Школяр и Боцман нехотя покидали каюту, с любопытством разглядывая покупки, которые Моня тут же, не торопясь, начал извлекать из сумок, раскладывать на столе и развешивать по стенам. Предметы были им знакомы, но непонятны по назначению для дела, а поэтому загадочны. Они успели узреть настенную крупномасштабную карту области и несколько карт города поменьше размерами, линейки и циркуль, даже набор увеличительных линз в жёлтой металлической оправе с ручками и немало поразивший их большой школьный глобус на подставке. Вытолкав хозяев за дверь, Зигмантович скинул пиджак и уронил мускулистое тело на лежак, раскинув гудящие от усталости ноги и скрестив руки на груди.
— Демонстрация этих великолепных научных причиндалов для этих местных дикарей не помешает, — начал негромко рассуждать он. — Пусть проникнутся таинством сверхъестественного.

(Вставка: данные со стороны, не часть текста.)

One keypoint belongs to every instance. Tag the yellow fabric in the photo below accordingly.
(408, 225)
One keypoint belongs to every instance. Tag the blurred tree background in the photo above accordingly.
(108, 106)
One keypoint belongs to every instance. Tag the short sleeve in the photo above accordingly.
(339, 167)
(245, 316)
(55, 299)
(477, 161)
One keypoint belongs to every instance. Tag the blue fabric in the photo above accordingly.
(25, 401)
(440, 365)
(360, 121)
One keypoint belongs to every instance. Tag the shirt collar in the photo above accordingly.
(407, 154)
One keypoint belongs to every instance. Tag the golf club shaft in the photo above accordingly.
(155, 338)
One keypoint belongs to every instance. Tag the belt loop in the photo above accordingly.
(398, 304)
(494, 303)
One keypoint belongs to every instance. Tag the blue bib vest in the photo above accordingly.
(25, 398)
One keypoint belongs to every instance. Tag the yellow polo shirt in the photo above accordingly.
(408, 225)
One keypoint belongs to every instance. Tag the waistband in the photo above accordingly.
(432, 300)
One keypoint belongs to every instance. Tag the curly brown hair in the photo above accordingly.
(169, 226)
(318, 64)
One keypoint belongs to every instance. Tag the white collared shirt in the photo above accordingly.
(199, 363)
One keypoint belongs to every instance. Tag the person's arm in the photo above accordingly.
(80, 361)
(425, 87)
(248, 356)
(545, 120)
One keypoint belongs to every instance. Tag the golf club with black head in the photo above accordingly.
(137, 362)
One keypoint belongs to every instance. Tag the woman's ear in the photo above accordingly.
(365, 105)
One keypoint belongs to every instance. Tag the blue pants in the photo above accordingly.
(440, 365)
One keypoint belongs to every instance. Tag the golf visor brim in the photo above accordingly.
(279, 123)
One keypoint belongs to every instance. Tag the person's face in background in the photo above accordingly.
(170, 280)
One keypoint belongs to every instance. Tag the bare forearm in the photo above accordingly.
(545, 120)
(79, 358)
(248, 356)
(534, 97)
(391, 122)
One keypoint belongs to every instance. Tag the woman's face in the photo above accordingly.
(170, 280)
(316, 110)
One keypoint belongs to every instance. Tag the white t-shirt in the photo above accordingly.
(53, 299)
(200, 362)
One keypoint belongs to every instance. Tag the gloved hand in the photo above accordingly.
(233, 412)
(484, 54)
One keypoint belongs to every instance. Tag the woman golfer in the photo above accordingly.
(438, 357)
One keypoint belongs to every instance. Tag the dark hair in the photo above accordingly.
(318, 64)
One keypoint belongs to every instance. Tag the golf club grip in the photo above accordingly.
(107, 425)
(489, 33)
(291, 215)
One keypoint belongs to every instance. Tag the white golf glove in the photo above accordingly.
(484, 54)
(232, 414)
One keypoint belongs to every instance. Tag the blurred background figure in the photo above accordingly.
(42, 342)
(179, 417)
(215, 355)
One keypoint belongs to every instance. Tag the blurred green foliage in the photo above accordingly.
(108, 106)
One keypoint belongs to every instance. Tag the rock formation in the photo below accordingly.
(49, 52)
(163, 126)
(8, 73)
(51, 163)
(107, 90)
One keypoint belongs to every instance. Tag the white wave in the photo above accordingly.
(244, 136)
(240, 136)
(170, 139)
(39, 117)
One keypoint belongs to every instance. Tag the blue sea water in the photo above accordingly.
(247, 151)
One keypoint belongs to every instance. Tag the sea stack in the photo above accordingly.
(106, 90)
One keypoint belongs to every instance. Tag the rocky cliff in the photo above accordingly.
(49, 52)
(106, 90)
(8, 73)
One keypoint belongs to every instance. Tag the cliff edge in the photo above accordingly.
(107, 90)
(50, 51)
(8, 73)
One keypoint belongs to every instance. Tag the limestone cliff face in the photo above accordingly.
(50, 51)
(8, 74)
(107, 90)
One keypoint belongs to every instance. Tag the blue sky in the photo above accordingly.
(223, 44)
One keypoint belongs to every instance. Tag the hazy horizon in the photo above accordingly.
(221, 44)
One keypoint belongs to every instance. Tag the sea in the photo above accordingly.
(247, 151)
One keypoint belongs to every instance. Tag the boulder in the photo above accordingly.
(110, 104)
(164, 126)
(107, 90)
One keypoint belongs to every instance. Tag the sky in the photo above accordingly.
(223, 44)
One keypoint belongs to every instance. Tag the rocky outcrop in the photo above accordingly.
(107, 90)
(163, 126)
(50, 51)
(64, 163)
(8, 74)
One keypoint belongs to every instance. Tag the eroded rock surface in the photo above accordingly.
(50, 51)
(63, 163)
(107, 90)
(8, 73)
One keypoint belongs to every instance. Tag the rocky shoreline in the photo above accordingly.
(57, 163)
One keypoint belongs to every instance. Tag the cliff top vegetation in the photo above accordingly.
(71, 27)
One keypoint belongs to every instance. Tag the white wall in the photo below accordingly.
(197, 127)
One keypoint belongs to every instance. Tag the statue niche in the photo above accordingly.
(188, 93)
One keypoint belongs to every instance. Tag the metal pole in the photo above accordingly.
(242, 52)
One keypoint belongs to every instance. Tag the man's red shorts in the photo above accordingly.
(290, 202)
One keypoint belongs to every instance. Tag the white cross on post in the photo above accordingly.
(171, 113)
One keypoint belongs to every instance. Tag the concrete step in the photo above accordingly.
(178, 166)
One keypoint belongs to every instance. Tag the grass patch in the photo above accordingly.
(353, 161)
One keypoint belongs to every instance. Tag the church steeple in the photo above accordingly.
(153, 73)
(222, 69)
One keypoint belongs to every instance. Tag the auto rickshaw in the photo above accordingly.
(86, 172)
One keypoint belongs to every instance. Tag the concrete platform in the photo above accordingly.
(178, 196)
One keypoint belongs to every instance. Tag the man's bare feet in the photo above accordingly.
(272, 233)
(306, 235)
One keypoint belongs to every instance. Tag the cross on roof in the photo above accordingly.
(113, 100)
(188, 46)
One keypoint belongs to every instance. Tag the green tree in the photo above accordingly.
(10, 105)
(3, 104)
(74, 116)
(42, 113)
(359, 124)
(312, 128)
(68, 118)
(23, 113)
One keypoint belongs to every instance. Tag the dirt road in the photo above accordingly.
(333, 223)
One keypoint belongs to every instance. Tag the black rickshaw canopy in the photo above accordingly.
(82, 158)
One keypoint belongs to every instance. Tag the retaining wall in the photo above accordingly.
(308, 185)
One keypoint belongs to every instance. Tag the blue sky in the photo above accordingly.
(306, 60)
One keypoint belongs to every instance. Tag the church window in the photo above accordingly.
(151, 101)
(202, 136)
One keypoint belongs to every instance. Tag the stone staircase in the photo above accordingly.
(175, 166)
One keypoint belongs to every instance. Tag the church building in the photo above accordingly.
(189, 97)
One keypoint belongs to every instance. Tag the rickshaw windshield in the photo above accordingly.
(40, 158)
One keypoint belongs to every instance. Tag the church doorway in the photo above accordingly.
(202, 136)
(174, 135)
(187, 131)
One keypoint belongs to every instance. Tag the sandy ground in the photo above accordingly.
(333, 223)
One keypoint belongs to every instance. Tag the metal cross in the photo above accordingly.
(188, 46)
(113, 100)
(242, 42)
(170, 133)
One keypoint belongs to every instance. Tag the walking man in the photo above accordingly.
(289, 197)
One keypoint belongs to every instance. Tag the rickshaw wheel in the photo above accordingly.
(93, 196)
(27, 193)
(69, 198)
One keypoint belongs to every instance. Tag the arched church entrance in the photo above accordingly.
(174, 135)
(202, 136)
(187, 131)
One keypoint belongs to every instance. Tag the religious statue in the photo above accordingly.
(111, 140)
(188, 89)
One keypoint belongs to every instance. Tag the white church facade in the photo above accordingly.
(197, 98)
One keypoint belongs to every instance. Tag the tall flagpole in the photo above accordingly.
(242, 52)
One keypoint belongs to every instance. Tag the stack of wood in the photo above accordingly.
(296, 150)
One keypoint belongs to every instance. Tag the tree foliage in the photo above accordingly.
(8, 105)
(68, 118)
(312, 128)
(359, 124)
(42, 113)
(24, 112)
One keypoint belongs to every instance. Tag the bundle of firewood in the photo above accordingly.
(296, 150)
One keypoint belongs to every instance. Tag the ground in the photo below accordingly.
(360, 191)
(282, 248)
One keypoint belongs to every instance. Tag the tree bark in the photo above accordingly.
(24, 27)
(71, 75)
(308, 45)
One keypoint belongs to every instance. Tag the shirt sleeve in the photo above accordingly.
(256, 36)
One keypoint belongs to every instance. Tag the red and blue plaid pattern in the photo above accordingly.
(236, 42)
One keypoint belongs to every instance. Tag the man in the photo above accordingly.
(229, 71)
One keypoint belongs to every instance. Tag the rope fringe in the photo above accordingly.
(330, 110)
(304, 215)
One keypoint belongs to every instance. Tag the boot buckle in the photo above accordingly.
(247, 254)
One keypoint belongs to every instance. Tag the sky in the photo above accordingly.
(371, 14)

Чем больше им непонятно в наших трудах, тем ярче и грандиознее успех.
Моня, закончив размещение купленных предметов в каюте, тоже присел на свой рундук.
— Теперь о главном, — ещё тише начал Зигмантович. — Ты, Эммануил, на всякий случай закрой на время иллюминаторы и проверь, не дежурит ли за дверью Боцман, уж больно он большой пройдоха, так и шныряет глазищами.

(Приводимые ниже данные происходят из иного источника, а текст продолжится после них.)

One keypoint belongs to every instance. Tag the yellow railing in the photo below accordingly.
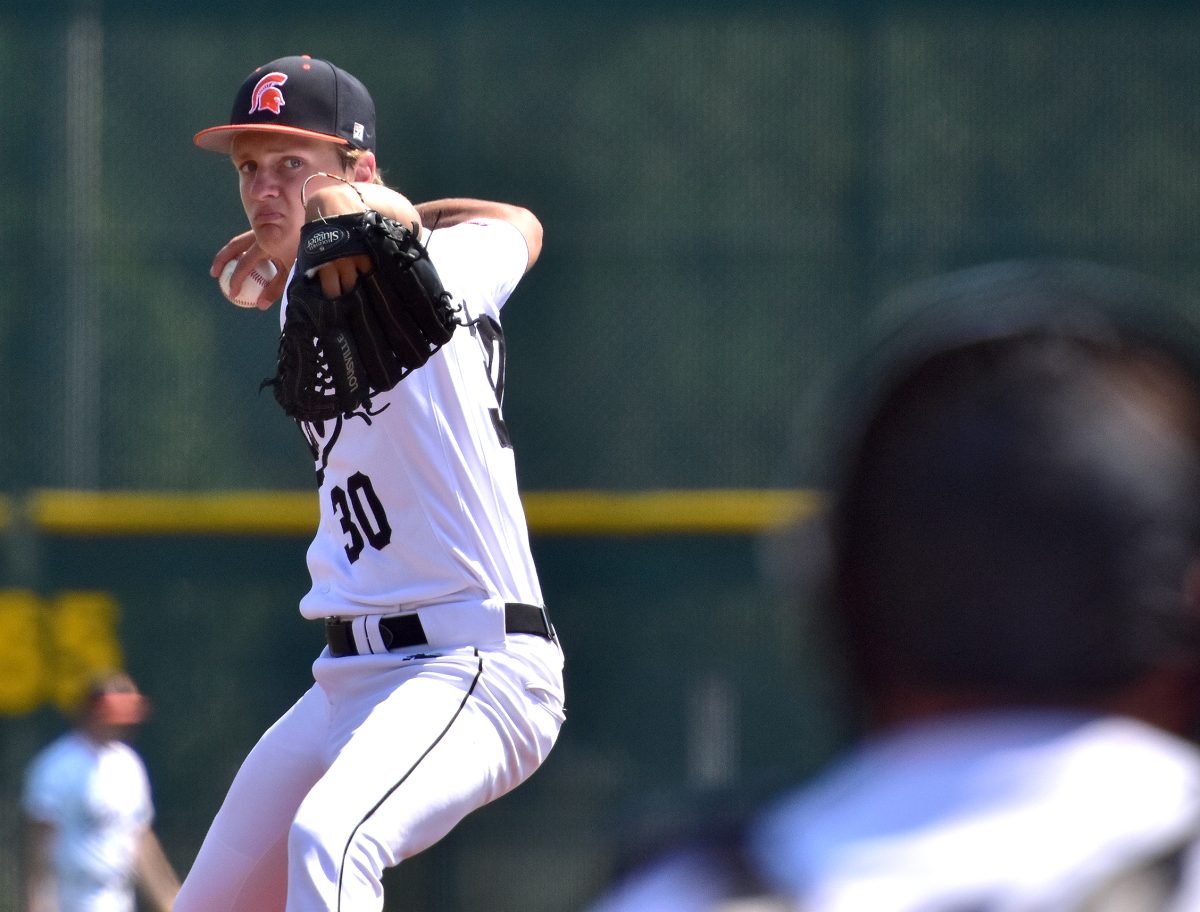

Моня беспрекословно и добросовестно выполнил и эти указания. Боцмана за дверью не оказалось. Наверное, уже занимался своими поварскими делами.

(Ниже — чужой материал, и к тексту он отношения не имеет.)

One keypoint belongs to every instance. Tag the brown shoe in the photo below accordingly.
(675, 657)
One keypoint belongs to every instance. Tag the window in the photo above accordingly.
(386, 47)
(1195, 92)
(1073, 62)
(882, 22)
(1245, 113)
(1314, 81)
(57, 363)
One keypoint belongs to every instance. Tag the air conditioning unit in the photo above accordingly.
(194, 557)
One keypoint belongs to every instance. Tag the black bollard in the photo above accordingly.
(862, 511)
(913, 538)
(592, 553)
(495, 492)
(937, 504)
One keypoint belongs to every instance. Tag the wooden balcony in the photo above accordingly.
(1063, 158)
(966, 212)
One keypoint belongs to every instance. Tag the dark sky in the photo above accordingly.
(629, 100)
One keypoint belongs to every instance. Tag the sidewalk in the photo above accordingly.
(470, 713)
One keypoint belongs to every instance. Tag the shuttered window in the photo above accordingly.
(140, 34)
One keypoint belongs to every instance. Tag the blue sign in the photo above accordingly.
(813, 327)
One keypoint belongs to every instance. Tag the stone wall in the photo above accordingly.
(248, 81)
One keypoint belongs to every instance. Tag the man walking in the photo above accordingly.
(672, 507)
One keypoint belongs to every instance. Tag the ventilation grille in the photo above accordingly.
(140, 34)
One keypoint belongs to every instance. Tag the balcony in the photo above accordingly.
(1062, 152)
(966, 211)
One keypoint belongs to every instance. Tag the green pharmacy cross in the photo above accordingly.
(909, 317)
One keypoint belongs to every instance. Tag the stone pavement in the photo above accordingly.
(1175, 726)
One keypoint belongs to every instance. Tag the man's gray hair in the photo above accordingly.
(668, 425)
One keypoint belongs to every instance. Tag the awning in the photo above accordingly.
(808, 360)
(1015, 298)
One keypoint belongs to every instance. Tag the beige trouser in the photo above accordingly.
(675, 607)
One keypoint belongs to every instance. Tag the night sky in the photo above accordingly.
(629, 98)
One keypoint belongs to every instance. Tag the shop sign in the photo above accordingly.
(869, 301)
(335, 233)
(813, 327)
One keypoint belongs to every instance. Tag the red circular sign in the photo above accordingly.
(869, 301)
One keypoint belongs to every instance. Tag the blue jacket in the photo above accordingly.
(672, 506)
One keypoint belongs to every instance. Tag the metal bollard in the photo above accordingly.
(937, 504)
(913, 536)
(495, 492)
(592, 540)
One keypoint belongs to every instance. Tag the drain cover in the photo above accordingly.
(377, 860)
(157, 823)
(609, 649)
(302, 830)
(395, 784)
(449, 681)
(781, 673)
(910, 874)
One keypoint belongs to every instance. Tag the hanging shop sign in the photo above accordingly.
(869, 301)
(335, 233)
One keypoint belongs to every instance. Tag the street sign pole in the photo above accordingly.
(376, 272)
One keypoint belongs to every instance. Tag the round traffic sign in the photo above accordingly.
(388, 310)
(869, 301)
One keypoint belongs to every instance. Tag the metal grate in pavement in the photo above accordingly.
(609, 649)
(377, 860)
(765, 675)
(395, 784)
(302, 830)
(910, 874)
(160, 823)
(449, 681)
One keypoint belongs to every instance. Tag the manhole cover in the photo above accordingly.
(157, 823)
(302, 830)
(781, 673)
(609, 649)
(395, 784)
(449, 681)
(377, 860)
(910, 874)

— Едва удалось вывернуться от этого цепкого Школяра, — пожаловался с достоинством Зигмантович. — Уж не знаю, охранять нас их приставили или следить за нами? Шагу не давал ступить одному!
— Скорее всего, и то и другое, — глубокомысленно и грустно вставил Моня.
— Беда с ним! — хлопнул себя по коленкам Зигмантович. — Но я улизнул на полчаса, наговорив ему разной чертовщины насчёт нечистой силы, ну ты знаешь… А сам в магазин. Он у дверей бдительным стражем остался, а там меня мой знакомый уже дожидается. Я ему в двух словах объяснил причину задержания и меры предосторожности, он всё понял. Вот списочек всех почивших, значившихся в розыске на сегодняшний день, передал. — Зигмантович протянул сложенный несколько раз листок Моне. — Аккуратный человек!
Моня развернул листок, разгладил рукой, вчитался внимательно. Начинались его полномочия, и он напрягся, тщательно изучая каждую строчку.
— Тут что-то многовато… — закончив, поднял он глаза на приятеля. — Нам, я понимаю, с двоими следует определиться? Один по характерным приметам горбат был при жизни…
— Он и тут горбат, — легко перекрестившись, хмыкнул Зигмантович. — Обратил внимание на запись: «Покойник под номером сто второй, август»? В скобках — «горб».
— Это тот самый?
— А ты как думал? Здесь контора веников не вяжет. Российская милиция — фирма серьёзная. А пословица про горбатых — это для дураков. Горбатый — он и в гробу горбатый. Главная примета. Ни с кем не перепутать. И время совпадает.
— А у второго отсутствовала правая рука по локоть. Вместо неё протез и чёрная перчатка.
— И этот имеется. Гляди запись: «Покойник с правой культей, номер сто третий, август». В скобках «авг. сг.».
— Есть. А как это понимать: «авг. сг.»?
— Я тоже удивился. Уточнил. Он говорит, что следствие выдвинуло версию, будто автомобиль был подожжён, горбатый и его однорукий товарищ в нём были убиты, а затем автомобиль сброшен с моста в речку в каком-то сельском районе.
— В каком-то?
Зигмантович легко вскочил с постели и подлетел к большой карте области.